Conservative Portfolio holding Algonquin Power Income Fund (APF.UN, AGQNF, 2.667 average) has considerable US operations, meaning a large chunk of its distribution will be shielded from the pending tax. Provident Energy Trust (PVE.UN, NYSE: PVX, 2.778 average), an April 2007 addition to the Aggressive Portfolio, was one of just a few energy trusts to post an increase in per-share cash flow during the first quarter. Provident’s recent acquisition of Capitol Energy Resources should be immediately accretive to the bottom line.

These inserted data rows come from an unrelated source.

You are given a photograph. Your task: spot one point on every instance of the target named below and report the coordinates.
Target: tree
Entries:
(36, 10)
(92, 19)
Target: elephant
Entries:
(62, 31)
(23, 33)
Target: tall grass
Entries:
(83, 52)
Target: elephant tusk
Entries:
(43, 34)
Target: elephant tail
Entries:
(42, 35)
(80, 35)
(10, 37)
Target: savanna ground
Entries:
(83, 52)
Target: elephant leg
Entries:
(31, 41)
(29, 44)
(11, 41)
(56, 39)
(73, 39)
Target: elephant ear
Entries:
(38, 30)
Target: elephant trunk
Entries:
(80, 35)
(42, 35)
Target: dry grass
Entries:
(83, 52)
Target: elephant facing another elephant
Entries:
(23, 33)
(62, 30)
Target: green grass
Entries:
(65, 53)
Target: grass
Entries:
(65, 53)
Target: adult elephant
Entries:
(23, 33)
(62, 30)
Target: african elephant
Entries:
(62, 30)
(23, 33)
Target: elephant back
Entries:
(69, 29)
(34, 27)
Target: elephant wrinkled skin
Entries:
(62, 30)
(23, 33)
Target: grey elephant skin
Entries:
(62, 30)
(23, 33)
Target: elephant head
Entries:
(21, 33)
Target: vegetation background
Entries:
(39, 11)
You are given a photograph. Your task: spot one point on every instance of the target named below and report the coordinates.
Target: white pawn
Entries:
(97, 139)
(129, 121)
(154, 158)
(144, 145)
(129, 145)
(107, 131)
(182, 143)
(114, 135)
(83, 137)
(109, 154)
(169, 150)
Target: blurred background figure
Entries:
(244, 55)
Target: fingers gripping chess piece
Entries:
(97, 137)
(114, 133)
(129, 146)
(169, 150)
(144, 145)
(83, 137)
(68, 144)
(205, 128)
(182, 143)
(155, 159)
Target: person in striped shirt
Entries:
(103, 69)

The fate of Conservative Portfolio holding Bell Aliant Regional Communications Income Fund (BA.UN, BLIAF, 2.846 average) is tied to parent BCE, the new owners of which may choose to sell shares to the public. Its rural phone systems generated a solid 3.6 percent revenue gain and 4.3 percent increase in distributable cash flow during the first quarter. Bell Aliant continued to adjust to the march of time as growth in broadband revenue more than offset falling traditional landline operations.